Words by : Nolan Warner-Sullivan
They call us “Lost Boys.” On our paychecks they label us “maintenance” but everybody seems to enjoy with the nickname coined long before my first winter at Camp Woodward. We’re the guys that do the dirty work during the winter; we fix stuff, we clean stuff, we tear stuff down, and then we put it up again. Some have referred to us as the “pond scum” of camp, some try not to refer to us at all. At our most we are about a dozen dudes doing the thankless work for camp.
It’s a labor of love and this job has been a dream of mine for a long time. I started coming to camp during the summer of 2010, at the age of twelve. Since that first week here I’ve done a lot. I’ve had my workplace be the inside of the dish-room and the inside of a cabin, I’ve been lucky enough to teach skateboarding and counsel kids, and I’ve been unlucky enough to drop a bowl of oatmeal on my feet. Through all the highs and lows of my six summers here I have always loved camp. I live here now, in a little grey house on the outskirts of the camp’s grounds. I live with skateboarders and BMX riders, I live the sober and the not so sober, I live at a summer camp in the winter.

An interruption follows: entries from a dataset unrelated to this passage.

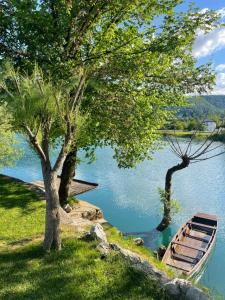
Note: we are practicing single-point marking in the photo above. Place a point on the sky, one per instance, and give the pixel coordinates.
(211, 47)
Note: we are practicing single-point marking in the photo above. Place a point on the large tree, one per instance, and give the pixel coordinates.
(9, 152)
(188, 155)
(123, 63)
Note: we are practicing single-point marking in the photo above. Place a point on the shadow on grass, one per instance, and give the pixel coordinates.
(74, 273)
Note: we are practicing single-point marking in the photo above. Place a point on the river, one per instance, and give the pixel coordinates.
(130, 201)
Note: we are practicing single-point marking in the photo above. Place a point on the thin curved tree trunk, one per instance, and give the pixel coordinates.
(167, 201)
(67, 174)
(52, 237)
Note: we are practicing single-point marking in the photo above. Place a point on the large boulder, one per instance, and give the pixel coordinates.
(139, 241)
(104, 248)
(92, 214)
(183, 289)
(97, 233)
(67, 208)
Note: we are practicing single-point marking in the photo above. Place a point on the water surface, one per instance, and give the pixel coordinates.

Mentally, it can be difficult. Camp Woodward is positioned in the middle of nowhere Pennsylvania. The nearest real town is forty-five minutes away, and most of our neighbors are Amish. I talk to the same twelve people every day and I do just about the same thing every day with only small variations in my routine: I go to work, I eat, I ride my skateboard, and I sleep. To an outsider the job sounds like a nightmare, but being a lost boy is an extremely exclusive gig and I don’t think any one of my co-workers takes it for granted. We’re never asked for our rent, we never have to worry about the heat getting shut off, our commute is a seven minute walk to the front office, and we have some of the biggest and best indoor skateparks waiting for us all week long; void, for the most part, of the annoying scooter rider who keeps snaking you, or the kid who talks incessantly, or the old guy continually preaching about “the good ol’ days.”
I will remember this year for the rest of my life. I will remember these faces and these stories for as long as my battered brain can hold memories. It takes a special kind of person to subject themselves to this lowly level of living, to willingly become “pond scum,” and to love every minute of it. It takes somebody with drive and passion and thick skin; it takes quite the character. I am convinced that the twelve guys I interact with on a regular basis are some of the most interesting people I will ever meet. As a crew we’ve created inside jokes and specific jargon that only we understand. The Lost Boys are like an exclusive club within a subculture.
The work is shitty, the hours can be long, and the bathroom gets disgusting pretty routinely; the microwave broke about a month-and- a-half ago and still isn’t fixed and there are always dishes in the sink. But, in many ways, writing this feels like writing a love letter. This is a love letter to the dirt and grime, a love letter to the dust and sweat, to the long days and sore hands; this is a love letter to The Lost Boys, a love letter to never growing up, a love letter to a summer camp in the winter time.